By MARTIN NYIRENDA
IT was Woodrow Wilson, the 28th United States (US) president from 1913 to 1921, who once said: “Friendship is the only cement that will ever hold the world together”.
The words of Wilson even become more relevant in the wake of the current protests over racial inequalities, extreme partisanship, economic decline and disease sweeping through America.
This situation offers lessons to Zambia which needs strong partnerships in times of crisis like the coronavirus pandemic which has taken a significant toll on the national and the global economy.
After assuming office, President Edgar Lungu’s administration has ushered in a period of unprecedented development initiatives, inclusive growth at the back of diversifying the economy to ensure the country prospers.
President Lungu has put in place socio-economic policies that have culminated in infrastructure development, massive investment in energy projects such as wind, solar and hydropower and enhanced efficiency in production, transportation and communication.
The global slowdown has compounded some of the challenges facing the national economy, including adverse weather conditions and a slump in copper prices – Zambia’s main export – as well as dampening energy and agricultural output.
In trying to help the country, policies have been put in place to revamp and industrialize the agriculture sector, with the financing of the construction of a tractor manufacturing plant in Zambia.

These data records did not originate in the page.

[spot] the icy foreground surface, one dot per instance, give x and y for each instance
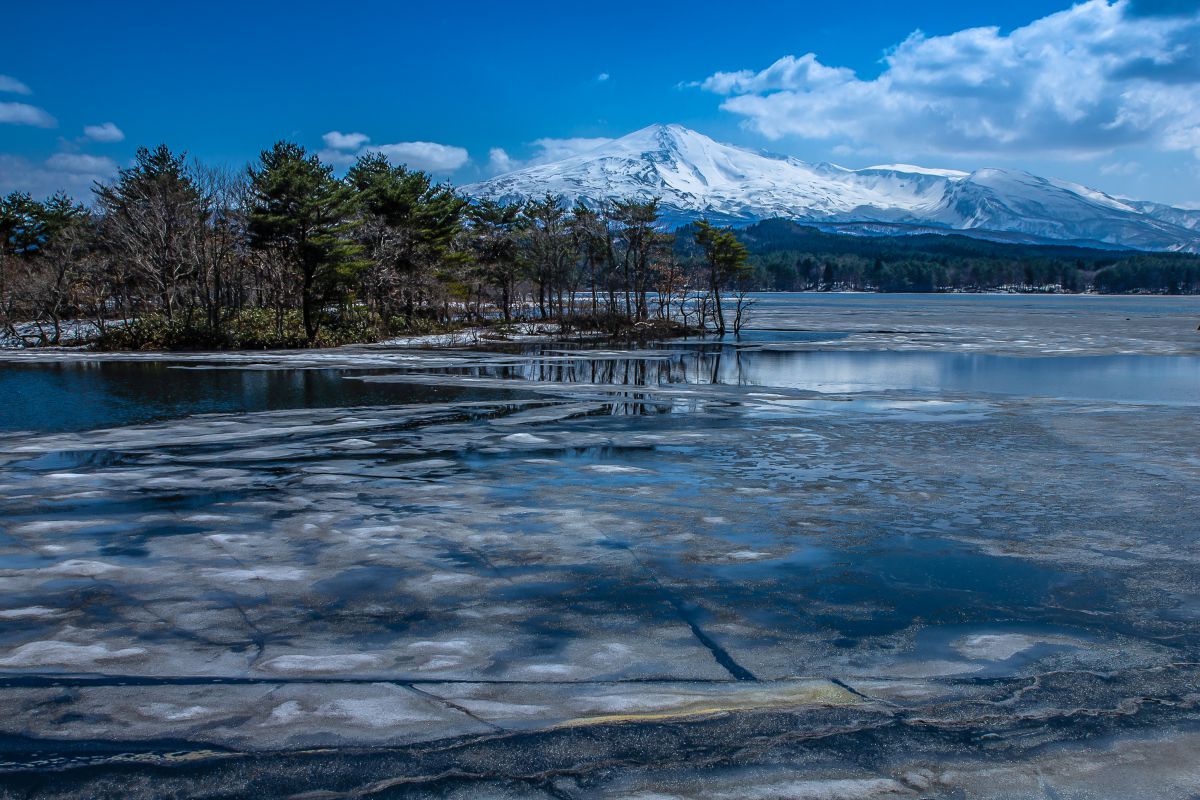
(681, 572)
(696, 176)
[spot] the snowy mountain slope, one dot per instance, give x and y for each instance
(696, 176)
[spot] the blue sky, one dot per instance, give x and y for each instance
(1107, 94)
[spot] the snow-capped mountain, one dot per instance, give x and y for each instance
(695, 176)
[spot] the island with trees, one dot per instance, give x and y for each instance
(285, 253)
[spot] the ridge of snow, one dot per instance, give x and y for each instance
(696, 176)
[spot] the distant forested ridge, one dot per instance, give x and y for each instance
(286, 253)
(795, 257)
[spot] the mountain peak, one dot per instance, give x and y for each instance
(695, 176)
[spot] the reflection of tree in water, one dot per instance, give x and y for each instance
(696, 366)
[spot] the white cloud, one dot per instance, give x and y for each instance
(70, 172)
(13, 86)
(106, 132)
(430, 156)
(339, 140)
(342, 150)
(1097, 77)
(25, 114)
(545, 151)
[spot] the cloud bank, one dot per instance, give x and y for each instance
(1075, 84)
(342, 149)
(107, 132)
(544, 151)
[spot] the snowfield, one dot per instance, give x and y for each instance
(696, 176)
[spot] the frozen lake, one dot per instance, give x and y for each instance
(880, 547)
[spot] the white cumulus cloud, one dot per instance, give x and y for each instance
(69, 172)
(339, 140)
(430, 156)
(105, 132)
(25, 114)
(343, 149)
(1079, 83)
(545, 151)
(13, 86)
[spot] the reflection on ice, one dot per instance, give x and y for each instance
(589, 543)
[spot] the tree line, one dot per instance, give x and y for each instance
(173, 253)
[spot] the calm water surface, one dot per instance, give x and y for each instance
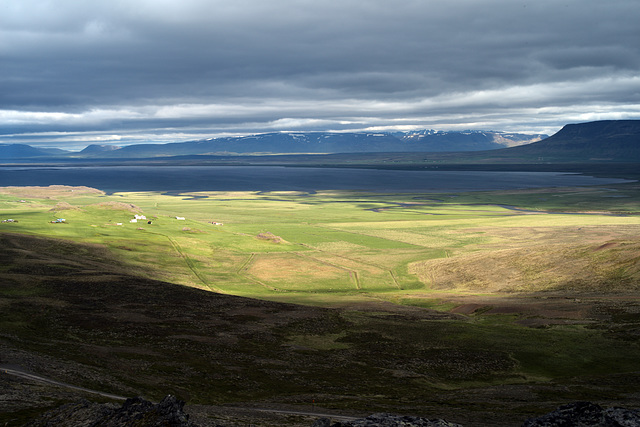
(265, 178)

Through the head of AFTRADE DMCC, Alexander Zingman, the Belarusian who is the official representative of that country’s manufacturers in Africa, the company is financing construction of the tractor manufacturing plant in Zambia.
“The tractor manufacturing plant in Zambia will accelerate mechanized agriculture and create more than 100 jobs.
“The development will also boost revenue through the export of tractors to neighbouring Malawi, Mozambique and other countries in the region,” Mr Zingman said in a summary on the backdrop of a meeting with a Zambian delegation led by Finance Minister Bwalya Ng’andu early this year in Belarus.
Belarusian companies have expertise in agriculture, mining machinery, road construction, passenger transport and freight.
Most importantly, Belarus provides foreign buyers with project financing on favourable terms from the Development Bank of Belarus, the African Export-Import Bank (Afreximbank) and the Eastern and Southern African Trade and Development Bank (TDB).
The project is expected to provide industrialization for the Zambian economy, good service support, spare parts and training as well as the transfer of know-how and technology from Belarus.
The landmark deal was facilitated by Mr Zingman, who frequently visits Zambia and meets with many corporate and political leaders, including President Lungu.
“Zambia and Belarus are natural partners,” Mr Zingman recently said, adding that relations between the two countries are based on reliability and trust.
The Belarusian, who is the Honourary Consul to to Zimbabwe, has helped bring in investment to Zambia’s southern African neighbour.
“Belarus has provided Zimbabwe with a $120 million export credit line for the supply of machinery for agriculture, dam construction and mining.
“The two countries have signed deals worth $350 million for the construction of a power plant, for transport and the development of agricultural projects,” Mr Zingman said.
In March, this year, the Belarusian government helped Zimbabwe identify prime horticultural land for farming.
It is investing in agro-processing, crop and livestock production, input supply and local manufacturing of farm mechanisation and irrigation equipment in Zimbabwe.
Apart from engaging in farming, the Belarusians will also enter into joint ventures with local farmers to enable them to export their produce globally.
This is a game-changer for the Zimbabwean farmers and all those involved in the agricultural industry in the country, which is currently considered one of the most food insecure nations, according to the World Food Programme (WFP).
Most of the beneficiaries of this and the many other deals signed between the two countries and Belarus have proved to be a ‘true friend to Africa’.
Now, the Belarusian envoy is bringing his expertise and trade partnerships to Zambia.
Belarus has reinforced its commitment to investments and collaboration with Zambia, pledging continued support.
In the tractor deal, all products will be produced in Zambia, with Belarus ready to share its advanced technology.
“We are living in a cynical, skeptical and increasingly isolationist world marked by fake news, partisanship and trade wars,” Mr Zingman said.
Reliability and trust are sadly traits that have become rare.
Based on this foundation, it is a timely and welcome partnership that Zambians can count on as the Belarusian envoy, Mr Zingman states: “I am a humble, gracious business executive, who diligently brokers trade deals that aid and help the lives of our hard-working people”.